Furthermore, genes in the Wingless-related integration site (Wnt) pathway have been linked with the pathogenesis of PCOS, but the pathways stimulated by these genes are yet to be established (Dunlap et al., 2011; Liu et al., 2013; Savaris et al., 2011). In addition to this, researchers have found the role of the Wnt pathway in dysregulation of cellular differentiation and the expression of hormonal receptors on ovarian tissue, which plays a pivotal role in the pathogenesis of PCOS (Cheng and Xu, 2023). In concurrence with these findings, Wnt signaling has been found to be critical for reproductive functioning, which secondarily ameliorates sex hormone imbalance, thereby contributing to the pathophysiology of PCOS. Wnt7a, Wnt3a, Wnt8b and YAP1 have been identified to have significant role in pathogenesis of PCOS as these genes are involved in patterning, proliferation, and differentiation of endometrium (Savaris et al., 2011). Hence, elucidating the signal transduction pathways/biomarkers involved in PCOS pathophysiology will improve our understanding of modulating follicular growth and illuminate the correlation between PCOS and ovarian dysfunction, which can be further utilized in assisted reproduction techniques.

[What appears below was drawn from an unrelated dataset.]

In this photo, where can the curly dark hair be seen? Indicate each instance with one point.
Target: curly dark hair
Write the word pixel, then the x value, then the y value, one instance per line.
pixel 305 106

The pathogenesis of PCOS is complex and multifactorial, involving a wide array of genetic, hormonal, metabolic, and environmental risk factors (Sikiru et al., 2023). This complexity makes pinpointing key pathogenic drivers challenging, contributing to the difficulty in developing standardized management strategies. Traditionally, therapeutic approaches have focused primarily on reducing hyperandrogenism and alleviating symptoms such as menstrual irregularities and insulin resistance (Chang et al., 2024). Current management is instead highly individualized, tailored to the specific symptoms, patient needs, and severity of the condition, often requiring a combination of lifestyle interventions, pharmacotherapy, and, in some cases, surgical options (Jayasena and Franks, 2014; Palomba et al., 2015). A broad spectrum of medications has been used to ameliorate the clinical manifestation of PCOS, but most were found to be partially effective. For instance, insulin sensitizers like metformin and thiazolidinedione derivatives are often used to address PCOS. However, the morphological, genetic, and metabolic alterations induced by metformin in physiological and pathological contexts, notably the reproductive abnormalities allied with PCOS, have remained largely unknown. Importantly, recent studies have found LDS, is quite effective and secure. However, contradictory results have been found from their use in actual clinical settings (Alesi et al., 2023; Ganie et al., 2004, 2013). Based on these findings, we sought to (i) identify the phenotypic, hormonal, and genotypic determinants of the disease in laboratory animals of PCOS (Abbott et al., 2013; Caldwell et al., 2014; Ryu et al., 2019). (ii) Validate the biomarkers identified and their association with genomic determinants of the disease. (iii) Evaluate the therapeutic efficacy of LDS combined with an insulin sensitizer (metformin) and therapeutic validation based on amelioration of phenotypic, hormonal, and genotypic markers of PCOS.